Gaussian boson sampling, a computational model that is widely believed to admit quantum supremacy, has already been experimentally demonstrated to surpasses the classical simulation capabilities of even with the most powerful supercomputers today. However, whether the current approach limited by photon loss and noise in such experiments prescribes a scalable path to quantum advantage is an open question. For example, random circuit sampling with constant noise per gate was recently shown not to be a scalable approach to achieve quantum supremacy, although simulating intermediate scale systems is still difficult. To understand the effect of photon loss on the scability of Gaussian boson sampling, we use a tensor network algorithm with $U(1)$ symmetry to examine the asymptotic operator entanglement entropy scaling, which relates to the simulation complexity. We develop a custom-built algorithm that significantly reduces the computational time with state-of-the-art hardware accelerators, enabling simulations of much larger systems. With this capability, we observe, for Gaussian boson sampling, the crucial $N_\text{out}\propto\sqrt{N}$ scaling of the number of surviving photons in the number of input photons that marks the boundary between efficient and inefficient classical simulation. We further theoretically show that this should be general for other input states.

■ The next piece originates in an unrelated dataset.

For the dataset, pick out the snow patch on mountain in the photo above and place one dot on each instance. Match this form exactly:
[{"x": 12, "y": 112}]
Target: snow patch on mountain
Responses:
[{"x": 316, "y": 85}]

翻译：高斯玻色采样作为一种被广泛认为能够实现量子霸权的计算模型，已在实验上证明其超越当前最强大超级计算机的经典模拟能力。然而，这些实验中受限于光子损耗和噪声的现有方法，是否能为量子优势提供可扩展路径仍是一个开放问题。例如，最近研究表明，虽然中等规模系统的模拟仍然困难，但恒定门噪声下的随机电路采样并非实现量子霸权的可扩展方法。为理解光子损耗对高斯玻色采样可扩展性的影响，我们利用具有$U(1)$对称性的张量网络算法，考察与模拟复杂度相关的渐近算符纠缠熵标度。通过定制算法结合最先进的硬件加速器，我们显著降低了计算时间，从而能模拟更大规模系统。基于这一能力，我们观测到高斯玻色采样中决定经典模拟效率界限的关键标度律——存活光子数$N_\text{out}\propto\sqrt{N}$（其中$N$为输入光子数）。此外，我们通过理论论证表明该标度律对其他输入态具有普适性。